Soweit wird es auf Kreuzfahrtschiffen und in Flugzeugen in den nächsten Jahrzehnten nach Meinung der meisten Experten nicht kommen. Dabei wäre es technisch bereits heute per Satellitentechnik durchaus möglich, auf einen Piloten zu verzichten. Aber vor allem die Passagiere werden noch lange fordern, dass vorne im Cockpit für den Notfall gut trainierte Piloten sitzen.

Es wird eng am Himmel

Denn überall auf der Welt wird es immer enger am Himmel. In der Türkei und ganz Asien werden neue Mega-Flughäfen gebaut, immer mehr Menschen nutzen das Flugzeug als alltägliches Fortbewegungsmittel. So rechnen die Luftfahrtexperten vom DLR damit, dass allein in Deutschland das Passagieraufkommen bis 2030 um mehr 70 Millionen Fluggäste zunehmen wird. Angesichts der weiter zunehmenden Miniaturisierung bei und durch Elektronik dürfte die Fracht um das Dreifache auf 7,3 Millionen Tonnen zulegen.

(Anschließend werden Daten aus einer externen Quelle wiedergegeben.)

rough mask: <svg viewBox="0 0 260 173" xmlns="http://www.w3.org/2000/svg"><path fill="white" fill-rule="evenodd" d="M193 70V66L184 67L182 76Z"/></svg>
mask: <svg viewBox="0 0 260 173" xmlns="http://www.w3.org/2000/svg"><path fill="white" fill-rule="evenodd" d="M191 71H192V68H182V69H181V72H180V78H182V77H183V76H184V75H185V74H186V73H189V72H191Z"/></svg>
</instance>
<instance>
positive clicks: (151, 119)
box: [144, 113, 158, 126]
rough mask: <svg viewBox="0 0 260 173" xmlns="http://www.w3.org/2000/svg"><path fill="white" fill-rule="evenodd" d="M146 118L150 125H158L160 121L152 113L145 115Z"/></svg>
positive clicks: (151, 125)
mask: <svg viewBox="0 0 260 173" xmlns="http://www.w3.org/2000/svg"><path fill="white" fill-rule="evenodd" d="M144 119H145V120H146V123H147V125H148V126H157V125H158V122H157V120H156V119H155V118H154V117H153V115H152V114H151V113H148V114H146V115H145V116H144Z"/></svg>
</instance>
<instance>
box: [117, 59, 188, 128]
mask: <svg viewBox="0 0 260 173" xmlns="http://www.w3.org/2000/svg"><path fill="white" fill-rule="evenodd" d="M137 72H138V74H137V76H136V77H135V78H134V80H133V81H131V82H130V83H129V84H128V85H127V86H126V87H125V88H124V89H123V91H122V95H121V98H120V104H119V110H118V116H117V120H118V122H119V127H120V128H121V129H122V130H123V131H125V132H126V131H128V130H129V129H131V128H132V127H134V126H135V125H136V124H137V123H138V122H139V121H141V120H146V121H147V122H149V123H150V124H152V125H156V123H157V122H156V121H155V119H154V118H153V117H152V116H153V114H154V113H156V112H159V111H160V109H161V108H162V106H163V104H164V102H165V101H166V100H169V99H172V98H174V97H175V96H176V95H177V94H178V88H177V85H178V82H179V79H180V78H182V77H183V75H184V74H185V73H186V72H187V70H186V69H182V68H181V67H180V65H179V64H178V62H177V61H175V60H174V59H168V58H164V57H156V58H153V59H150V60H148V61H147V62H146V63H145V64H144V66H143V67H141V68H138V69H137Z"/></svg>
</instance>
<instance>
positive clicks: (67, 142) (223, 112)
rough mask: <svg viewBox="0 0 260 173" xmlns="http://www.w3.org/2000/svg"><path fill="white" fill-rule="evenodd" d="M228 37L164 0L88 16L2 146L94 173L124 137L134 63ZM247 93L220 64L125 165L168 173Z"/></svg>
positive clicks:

Da verwundert es, dass die Starts nach den Prognosen nur um 20 Prozent steigen sollen. Aber die Fluggesellschaften werden weltweit aufgrund lernfähiger Buchungssoftware immer besser darin, bis zum Start ihre Flugzeuge fast bis auf den letzten Platz zu füllen. So hat allein die Lufthansa laut Konzernchef Carsten Spohr im vergangenen Jahr 25 Flugzeuge weniger betrieben, als ursprünglich geplant – und wird in diesem Jahr das beste Ergebnis der Geschichte erzielen.

Gute Ergebnisse erzielt die Lufthansa auch im Frachtbereich, die Tochter Lufthansa Cargo ist mit einem Anteil von 6,24 Prozent der jährlich transportierten Fracht trotz der Konkurrenten aus dem arabischen Golf immer noch weltweiter Luftfracht Marktführer.

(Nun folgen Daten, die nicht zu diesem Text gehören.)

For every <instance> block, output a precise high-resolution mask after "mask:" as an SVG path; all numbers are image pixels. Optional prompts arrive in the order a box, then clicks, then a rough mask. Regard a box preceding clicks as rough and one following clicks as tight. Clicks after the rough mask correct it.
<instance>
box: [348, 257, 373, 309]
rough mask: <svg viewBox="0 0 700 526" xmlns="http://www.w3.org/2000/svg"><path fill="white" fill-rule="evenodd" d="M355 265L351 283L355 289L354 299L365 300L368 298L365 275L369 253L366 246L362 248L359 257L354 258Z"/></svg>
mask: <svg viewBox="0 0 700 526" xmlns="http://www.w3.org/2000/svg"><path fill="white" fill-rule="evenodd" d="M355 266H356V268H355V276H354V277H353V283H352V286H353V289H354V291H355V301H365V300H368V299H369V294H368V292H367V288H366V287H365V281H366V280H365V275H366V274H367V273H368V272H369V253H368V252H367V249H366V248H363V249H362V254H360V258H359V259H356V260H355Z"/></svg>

Investiert wird in große Maschinen

Damit dies auch so bleibt, hat die Lufthansa viele Milliarden Euro in die Anschaffung neuer Flugzeuge investiert. Und zwar vor allem in die ganz großen. Das spart Betriebskosten, sowie Gebühren für Flughäfen, Lotsen und Sicherheit.

Und auch die Konkurrenz folgt diesem Trend. So ist laut DLR die Anzahl der Flugzeuge deutscher Airlines mit weniger als 150 Sitzen deutlich zurückgegangen. So wurden in der Klasse 20 bis 99 Sitze 2014 nur noch 78 Flugzeuge eingesetzt – Tendenz weiter sinkend. Insgesamt lag das Durchschnittsalter aller in Deutschland eingesetzten 1109 Flugzeuge (Stichtag 31.12.2014) bei 11, 4 Jahren.

Das sind weniger Flugzeuge, als die weltgrößte Fluggesellschaft Delta Airlines zusammen mit ihren Tochtergesellschaften betreibt. Delta befördert derzeit pro Jahr über 180 Millionen Passagiere und damit weit mehr als doppelt so viele wie Lufthansa.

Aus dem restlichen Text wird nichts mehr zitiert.